Systematic Categorization, Construction and Evaluation of New Attacks against Multi-modal Mobile GUI Agents
Yulong Yang, Xinshan Yang, Shuaidong Li, Chenhao Lin, Zhengyu Zhao, Chao Shen, Tianwei Zhang
TL;DR
This paper systematically investigates security vulnerabilities in multi-modal mobile GUI agents that integrate LLMs/MLLMs. It introduces a five-step threat-modeling methodology and the SecMoba framework to construct and evaluate 34 previously unreported attacks, validated through real-world case studies and large-scale AITW-based evaluations. The work reveals notable weaknesses across perception, reasoning, memory, and collaboration modules, with nuanced effects from long-term memory and multi-agent collaboration on attack success. The findings highlight substantial security gaps and provide concrete defense directions, stressing the need for defense-aware mobile GUI designs and responsible disclosure practices to protect users in real-world deployments.
Abstract
The integration of Large Language Models (LLMs) and Multi-modal Large Language Models (MLLMs) into mobile GUI agents has significantly enhanced user efficiency and experience. However, this advancement also introduces potential security vulnerabilities that have yet to be thoroughly explored.
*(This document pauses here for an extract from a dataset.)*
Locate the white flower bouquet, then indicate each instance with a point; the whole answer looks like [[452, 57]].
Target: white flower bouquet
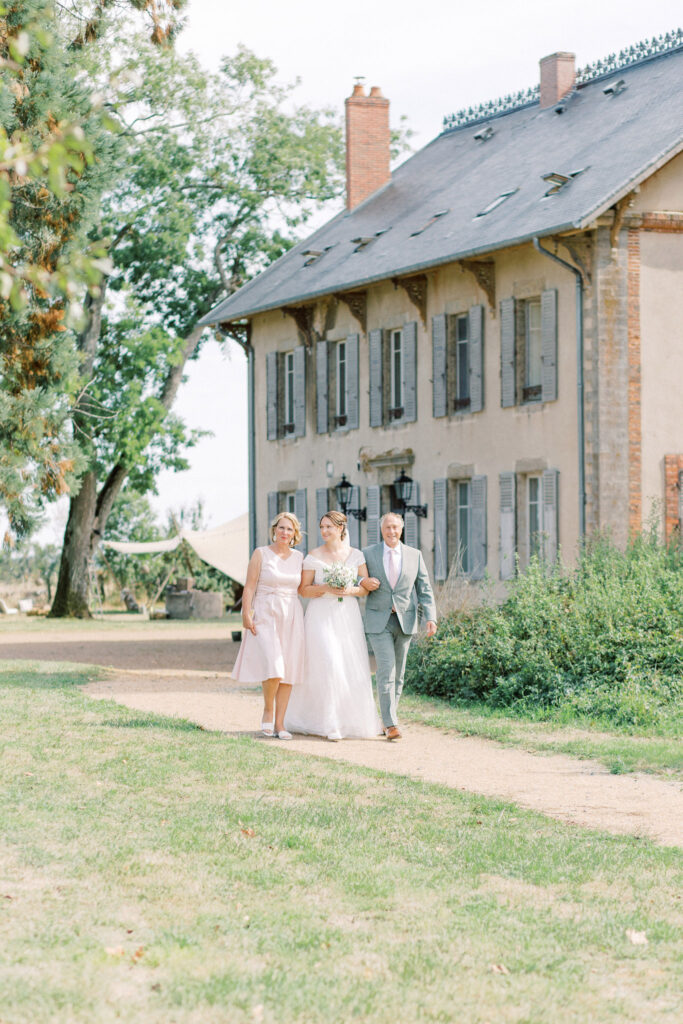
[[339, 576]]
In this paper, we present a systematic security investigation of multi-modal mobile GUI agents, addressing this critical gap in the existing literature. Our contributions are twofold: (1) we propose a novel threat modeling methodology, leading to the discovery and feasibility analysis of 34 previously unreported attacks, and (2) we design an attack framework to systematically construct and evaluate these threats. Through a combination of real-world case studies and extensive dataset-driven experiments, we validate the severity and practicality of those attacks, highlighting the pressing need for robust security measures in mobile GUI systems.